Genomic Testing in Cholangiocarcinoma: Look for Actionable Molecular Alterations

December 2020, Vol 1, No 3

At the 2020 Cholangiocarcinoma Summit, Nabeel El-Bardeesy, PhD, Associate Professor, Medicine, Harvard Medical School, and Associate Geneticist, Center for Cancer Research, Massachusetts General Hospital Cancer Center, Boston, MA, moderated a session titled “Molecular Biomarkers in CCA: Focus on Current and Emerging Technologies.” The session focused on how best to integrate the array of genomic testing platforms into clinical practice. The session included 2 presenters who discussed this topic.

Kenna R. Mills Shaw, PhD, Executive Director, Khalifa Institute for Personalized Cancer Therapy, M.D. Anderson Cancer Center, Houston, pointed out the difficulties in operationalizing precision medicine.
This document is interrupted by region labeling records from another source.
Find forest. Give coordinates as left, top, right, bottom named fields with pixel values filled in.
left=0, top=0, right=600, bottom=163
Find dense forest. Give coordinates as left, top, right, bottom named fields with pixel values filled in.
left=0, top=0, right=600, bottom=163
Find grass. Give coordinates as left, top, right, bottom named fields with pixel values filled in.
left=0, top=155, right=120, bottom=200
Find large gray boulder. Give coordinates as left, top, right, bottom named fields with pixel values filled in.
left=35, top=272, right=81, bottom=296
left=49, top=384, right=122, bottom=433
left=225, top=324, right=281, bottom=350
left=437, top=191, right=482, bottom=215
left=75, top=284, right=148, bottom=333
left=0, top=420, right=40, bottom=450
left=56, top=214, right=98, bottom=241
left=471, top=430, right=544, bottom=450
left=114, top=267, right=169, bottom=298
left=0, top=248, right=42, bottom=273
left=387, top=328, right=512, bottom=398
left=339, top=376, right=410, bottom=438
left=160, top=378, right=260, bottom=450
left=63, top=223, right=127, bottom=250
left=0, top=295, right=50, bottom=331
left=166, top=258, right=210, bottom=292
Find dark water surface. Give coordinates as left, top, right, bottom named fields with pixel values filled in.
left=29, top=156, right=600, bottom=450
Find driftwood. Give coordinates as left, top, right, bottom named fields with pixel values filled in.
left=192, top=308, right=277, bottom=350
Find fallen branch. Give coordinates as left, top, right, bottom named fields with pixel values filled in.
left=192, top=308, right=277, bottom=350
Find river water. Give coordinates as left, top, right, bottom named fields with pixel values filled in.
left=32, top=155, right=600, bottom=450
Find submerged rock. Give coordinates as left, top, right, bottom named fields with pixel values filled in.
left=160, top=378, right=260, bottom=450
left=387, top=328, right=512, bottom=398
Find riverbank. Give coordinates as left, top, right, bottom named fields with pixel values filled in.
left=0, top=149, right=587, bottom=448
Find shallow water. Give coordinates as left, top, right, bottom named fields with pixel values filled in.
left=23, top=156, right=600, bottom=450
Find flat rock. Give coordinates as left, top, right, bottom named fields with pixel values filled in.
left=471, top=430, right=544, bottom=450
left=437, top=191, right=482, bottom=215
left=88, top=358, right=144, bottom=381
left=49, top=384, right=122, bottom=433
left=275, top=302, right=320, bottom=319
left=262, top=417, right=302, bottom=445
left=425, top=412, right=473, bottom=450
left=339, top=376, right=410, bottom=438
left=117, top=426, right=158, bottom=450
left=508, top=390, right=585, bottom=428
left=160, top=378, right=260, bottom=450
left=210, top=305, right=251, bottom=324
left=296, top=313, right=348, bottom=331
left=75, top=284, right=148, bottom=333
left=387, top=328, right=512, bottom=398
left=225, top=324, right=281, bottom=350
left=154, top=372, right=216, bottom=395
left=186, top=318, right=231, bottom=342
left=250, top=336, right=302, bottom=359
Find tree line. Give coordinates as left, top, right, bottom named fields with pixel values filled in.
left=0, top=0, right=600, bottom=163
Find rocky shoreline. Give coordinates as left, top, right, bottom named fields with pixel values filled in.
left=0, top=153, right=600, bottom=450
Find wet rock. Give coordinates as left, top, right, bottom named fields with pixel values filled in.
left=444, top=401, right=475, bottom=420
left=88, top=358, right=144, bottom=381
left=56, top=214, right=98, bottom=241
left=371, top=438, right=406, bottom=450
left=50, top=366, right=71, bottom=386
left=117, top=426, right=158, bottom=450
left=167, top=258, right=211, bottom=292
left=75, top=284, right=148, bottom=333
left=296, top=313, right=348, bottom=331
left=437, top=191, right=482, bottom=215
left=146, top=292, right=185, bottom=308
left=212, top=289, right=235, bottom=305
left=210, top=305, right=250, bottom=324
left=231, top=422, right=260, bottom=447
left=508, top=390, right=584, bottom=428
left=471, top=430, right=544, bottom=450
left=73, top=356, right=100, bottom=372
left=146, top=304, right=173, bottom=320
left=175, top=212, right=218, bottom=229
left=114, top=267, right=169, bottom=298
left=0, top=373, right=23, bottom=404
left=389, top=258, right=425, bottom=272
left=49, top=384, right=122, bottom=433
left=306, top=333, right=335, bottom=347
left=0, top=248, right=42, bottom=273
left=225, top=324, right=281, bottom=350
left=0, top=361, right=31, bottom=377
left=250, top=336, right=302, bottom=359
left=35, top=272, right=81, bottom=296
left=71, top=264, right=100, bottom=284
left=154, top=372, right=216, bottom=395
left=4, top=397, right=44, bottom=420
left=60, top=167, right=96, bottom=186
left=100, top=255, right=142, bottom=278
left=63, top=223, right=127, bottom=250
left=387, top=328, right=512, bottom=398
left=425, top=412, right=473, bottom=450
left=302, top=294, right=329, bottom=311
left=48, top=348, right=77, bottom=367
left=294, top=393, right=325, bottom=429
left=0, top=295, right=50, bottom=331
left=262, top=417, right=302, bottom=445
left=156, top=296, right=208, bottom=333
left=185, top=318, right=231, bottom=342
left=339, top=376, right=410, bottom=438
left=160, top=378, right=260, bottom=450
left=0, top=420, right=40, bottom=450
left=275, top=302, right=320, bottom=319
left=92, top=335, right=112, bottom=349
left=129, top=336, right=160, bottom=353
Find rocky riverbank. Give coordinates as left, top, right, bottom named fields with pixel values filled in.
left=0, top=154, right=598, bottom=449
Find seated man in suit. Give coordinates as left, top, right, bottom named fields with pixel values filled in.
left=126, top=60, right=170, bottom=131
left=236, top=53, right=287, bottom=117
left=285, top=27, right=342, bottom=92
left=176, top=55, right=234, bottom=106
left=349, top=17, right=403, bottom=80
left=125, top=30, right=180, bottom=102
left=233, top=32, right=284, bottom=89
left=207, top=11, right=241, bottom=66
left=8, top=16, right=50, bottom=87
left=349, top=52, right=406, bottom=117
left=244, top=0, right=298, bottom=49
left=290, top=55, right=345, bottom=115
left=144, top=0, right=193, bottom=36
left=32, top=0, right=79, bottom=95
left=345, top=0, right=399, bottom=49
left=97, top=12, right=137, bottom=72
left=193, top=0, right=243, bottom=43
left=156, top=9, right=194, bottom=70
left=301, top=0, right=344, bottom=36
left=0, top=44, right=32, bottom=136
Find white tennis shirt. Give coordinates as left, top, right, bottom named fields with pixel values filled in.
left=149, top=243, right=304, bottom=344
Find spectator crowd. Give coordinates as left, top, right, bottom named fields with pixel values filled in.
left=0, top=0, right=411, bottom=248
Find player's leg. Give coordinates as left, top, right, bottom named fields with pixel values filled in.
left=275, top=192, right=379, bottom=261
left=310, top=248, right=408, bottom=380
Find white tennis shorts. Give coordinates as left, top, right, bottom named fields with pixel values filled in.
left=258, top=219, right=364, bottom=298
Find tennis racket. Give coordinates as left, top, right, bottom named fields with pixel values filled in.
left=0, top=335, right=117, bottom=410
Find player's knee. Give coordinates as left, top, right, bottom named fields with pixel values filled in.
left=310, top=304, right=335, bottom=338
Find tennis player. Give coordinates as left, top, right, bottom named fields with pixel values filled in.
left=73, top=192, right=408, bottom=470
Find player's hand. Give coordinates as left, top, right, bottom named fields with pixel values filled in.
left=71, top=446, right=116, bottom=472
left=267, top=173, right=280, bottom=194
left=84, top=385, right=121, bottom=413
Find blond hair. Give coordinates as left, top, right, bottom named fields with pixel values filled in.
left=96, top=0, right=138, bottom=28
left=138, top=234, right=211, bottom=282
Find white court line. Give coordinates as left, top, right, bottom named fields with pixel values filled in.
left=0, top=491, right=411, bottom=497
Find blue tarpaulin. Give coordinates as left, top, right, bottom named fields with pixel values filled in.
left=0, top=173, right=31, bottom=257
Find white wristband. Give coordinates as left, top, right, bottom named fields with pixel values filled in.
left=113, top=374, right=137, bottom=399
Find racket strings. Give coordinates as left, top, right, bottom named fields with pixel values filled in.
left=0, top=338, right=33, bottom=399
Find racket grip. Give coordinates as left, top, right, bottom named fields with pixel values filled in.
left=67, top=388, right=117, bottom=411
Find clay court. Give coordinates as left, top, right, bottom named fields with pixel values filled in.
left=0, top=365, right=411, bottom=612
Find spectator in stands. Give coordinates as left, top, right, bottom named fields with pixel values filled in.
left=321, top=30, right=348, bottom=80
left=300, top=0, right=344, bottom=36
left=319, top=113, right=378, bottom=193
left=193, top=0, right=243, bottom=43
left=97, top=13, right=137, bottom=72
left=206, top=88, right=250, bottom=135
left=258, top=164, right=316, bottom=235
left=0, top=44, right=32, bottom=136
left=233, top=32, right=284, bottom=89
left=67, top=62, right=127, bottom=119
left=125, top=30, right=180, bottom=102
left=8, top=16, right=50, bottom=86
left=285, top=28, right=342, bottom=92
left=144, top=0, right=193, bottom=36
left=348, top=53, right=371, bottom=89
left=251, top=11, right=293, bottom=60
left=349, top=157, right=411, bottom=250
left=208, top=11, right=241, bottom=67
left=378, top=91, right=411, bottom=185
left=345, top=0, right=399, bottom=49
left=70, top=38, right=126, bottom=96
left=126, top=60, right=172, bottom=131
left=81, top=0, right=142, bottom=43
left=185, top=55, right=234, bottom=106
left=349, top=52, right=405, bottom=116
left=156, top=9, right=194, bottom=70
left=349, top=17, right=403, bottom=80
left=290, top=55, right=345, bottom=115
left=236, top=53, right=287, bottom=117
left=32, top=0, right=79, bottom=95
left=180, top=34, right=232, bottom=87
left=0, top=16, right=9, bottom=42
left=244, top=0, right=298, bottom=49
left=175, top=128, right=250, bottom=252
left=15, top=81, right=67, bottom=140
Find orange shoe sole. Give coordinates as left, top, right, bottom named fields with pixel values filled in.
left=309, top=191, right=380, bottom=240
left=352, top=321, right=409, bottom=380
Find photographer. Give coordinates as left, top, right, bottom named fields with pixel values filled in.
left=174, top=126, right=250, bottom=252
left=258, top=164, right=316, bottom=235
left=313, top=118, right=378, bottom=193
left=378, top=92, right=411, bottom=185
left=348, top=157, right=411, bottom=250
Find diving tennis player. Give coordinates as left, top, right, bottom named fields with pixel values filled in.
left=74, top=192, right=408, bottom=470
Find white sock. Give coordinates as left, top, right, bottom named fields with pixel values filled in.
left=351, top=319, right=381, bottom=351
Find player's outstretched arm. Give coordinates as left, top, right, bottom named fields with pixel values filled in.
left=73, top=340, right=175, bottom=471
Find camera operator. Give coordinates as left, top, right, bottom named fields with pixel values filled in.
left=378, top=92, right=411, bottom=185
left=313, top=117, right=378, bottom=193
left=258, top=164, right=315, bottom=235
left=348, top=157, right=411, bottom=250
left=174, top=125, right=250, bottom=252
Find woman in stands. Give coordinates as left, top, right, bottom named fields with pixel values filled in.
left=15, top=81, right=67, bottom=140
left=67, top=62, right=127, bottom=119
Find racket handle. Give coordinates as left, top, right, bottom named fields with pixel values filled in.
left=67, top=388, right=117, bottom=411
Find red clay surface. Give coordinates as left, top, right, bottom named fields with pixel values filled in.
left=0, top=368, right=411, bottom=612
“We see over 100,000 patients a year and we perform over 20,000 molecular tests across our leukemia and solid tumor patient populations. When we started to look very discreetly at the number of molecular results that were utilized for treatment decisions in our patient population a few years ago, we found that it was a very small number of patients,” Dr Mills Shaw said.

“On a 46- and 50-gene hotspot panel, when we looked at 2000 patients that were not getting tested for standard of care but were looking for clinical trial opportunities, we found that only about 4% of our patient population overall—4% of the 2000—or just about 11% of the patients with a mutation and an actionable gene, were ultimately matched to a therapeutic target. This is, of course, concerning to us, as we wanted to try to inform or push forward precision medicine,” Dr Mills Shaw added.

She cautioned that regardless of how much of the genomic landscape is being sequenced, oncologists are still working with only a very small amount of an actionable genome. Her advice for oncologists is to make sure that they understand what’s being tested, what’s on the panel, what’s not on the panel, and what’s not included in the assay so the data can be properly interpreted.

Next-Generation Sequencing in Cholangiocarcinoma

Afsaneh Barzi, MD, PhD, Clinical Medical Director, Access Hope, and Associate Professor, Clinical Medicine-Oncology, City of Hope Comprehensive Cancer Center, Duarte, CA, focused her discussion on next-generation sequencing in cholangiocarcinoma (CCA) and the challenges in interpreting these data.

“My own sense is that it’s just not enough to say what we see on these reports. It’s also important to know what we’re not seeing on these reports, and whether that requires additional testing, or whether we should pay attention to what is unknown. It’s important to familiarize yourself with the report you’re commonly using,” Dr Barzi said.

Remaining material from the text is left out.